There was a time, many years ago, when Queer people were separated across a thousand races. Every tribe from the British Isles to the Alaskan Tundra retained a respectful place of honor in their communities for those of us who could not or would not conform to the typical biological order of reproduction and gender performance. We were raised to be pillars of our tribes; priests, shaman, warriors, teachers and caregivers. That time ended with the Roman-ization of Christianity and the patriarchal creation of property. From that point on, we were purged from the ranks of our societies, burned at the preachers stake and fed alive to the conquistador’s dogs. We were forced to build our own race in the hinterlands. We were a species reborn in the wild. Our culture was pagan, feral and free. Now that heterosexual conglomeration known as the white race wants us back. But some of us don’t want to belong. Some of us would sooner remain pink niggers than become token members of the master race. Some of us have good memories. Some of us haven’t forgotten the plagues and funeral pyres. And some of us want revenge.
My proposition to this break in the ranks among my people is this; Being gay or trans is not a choice. It’s a variation that exists in nature. If some of my people wish to return to the often bastardized versions of our former tribes, then let them. That’s their choice and I genuinely wish them well. They can be LGBT in the white man’s world. However, being LGBT may not be a choice but I say being Queer is.
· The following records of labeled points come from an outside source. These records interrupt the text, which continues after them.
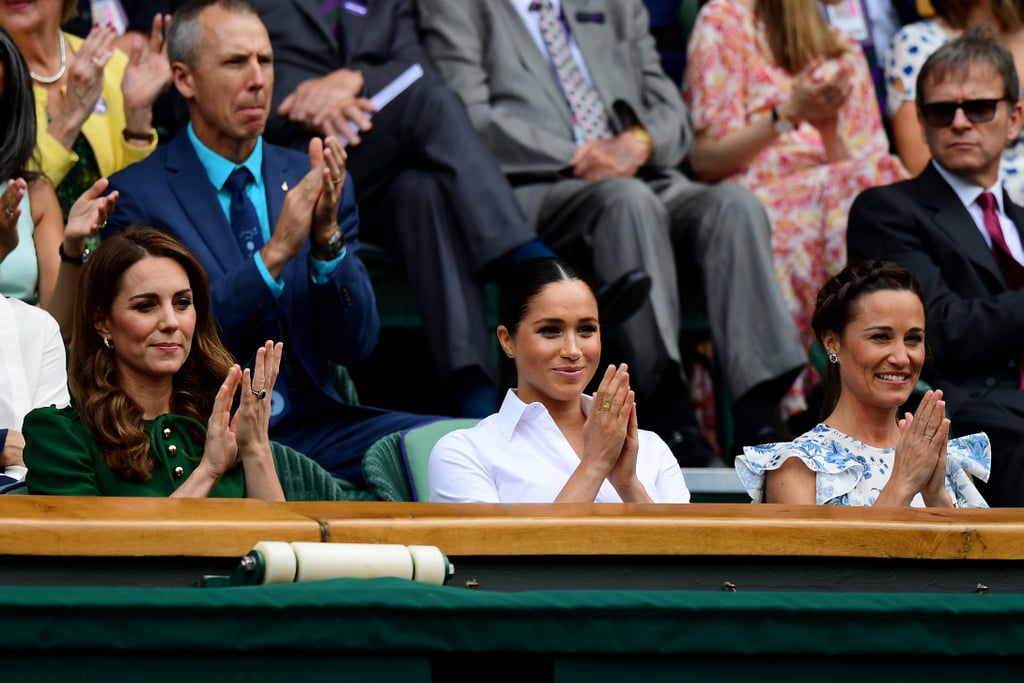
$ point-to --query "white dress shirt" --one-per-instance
(532, 22)
(518, 455)
(969, 194)
(33, 365)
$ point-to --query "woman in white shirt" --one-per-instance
(549, 441)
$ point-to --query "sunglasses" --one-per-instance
(940, 115)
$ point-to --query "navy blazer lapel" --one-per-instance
(198, 199)
(532, 59)
(275, 181)
(952, 218)
(1015, 212)
(311, 12)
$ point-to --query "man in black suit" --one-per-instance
(955, 228)
(427, 190)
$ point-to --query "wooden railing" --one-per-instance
(33, 525)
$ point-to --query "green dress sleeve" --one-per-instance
(59, 454)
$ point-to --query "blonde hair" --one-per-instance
(797, 33)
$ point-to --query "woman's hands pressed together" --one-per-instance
(921, 456)
(243, 437)
(609, 436)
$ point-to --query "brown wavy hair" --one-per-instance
(114, 418)
(837, 305)
(797, 33)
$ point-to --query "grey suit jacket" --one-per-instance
(485, 53)
(975, 323)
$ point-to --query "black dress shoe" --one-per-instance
(617, 300)
(690, 447)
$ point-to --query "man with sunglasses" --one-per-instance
(955, 228)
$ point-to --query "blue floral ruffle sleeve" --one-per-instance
(850, 472)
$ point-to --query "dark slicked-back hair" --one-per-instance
(515, 296)
(838, 303)
(977, 45)
(114, 418)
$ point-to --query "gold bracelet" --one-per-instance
(642, 135)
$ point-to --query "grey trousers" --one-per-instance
(669, 222)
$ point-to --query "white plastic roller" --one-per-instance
(279, 561)
(355, 560)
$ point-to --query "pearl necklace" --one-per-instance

Being Queer isn’t simply fucking and performing differently. Being Queer is a conscious rejection of white western colonial society. It is a rejection of all things “Normal.” It is a rejection of puritanical patriarchy. It is a rejection of fitting in. It is a rejection of passing for male or female. It is a rejection of monogamy and traditional marriage. It is a rejection of both church and state. It is a rejection of the police-warfare state and all the drafts and mandatory minimums which fill its belly with the flesh of both our children and their enemies alike. It is a rejection of those imperial dugouts called embassies being festooned with our flags while they oppress our brothers and sisters in the Third World. It is a rejection of the First World and the colonialist mindset it cultivates. And perhaps above all else, it is a rejection of that modern genre of violence called progress.
On this the eve of the Fiftieth Anniversary of the Revolt at Stonewall, I call on us proud few undomesticated faggots who still march in the footsteps of those partisans to redeclare our independence from the straight world and its shallow ethnic borders and create a race of our own built upon our feral renegade culture of resistance. This June, I say we declare Queer to be our race and revolution to be our creed. It’s high time to light that fire again. The only power we need is Queer power, because pride just isn’t enough.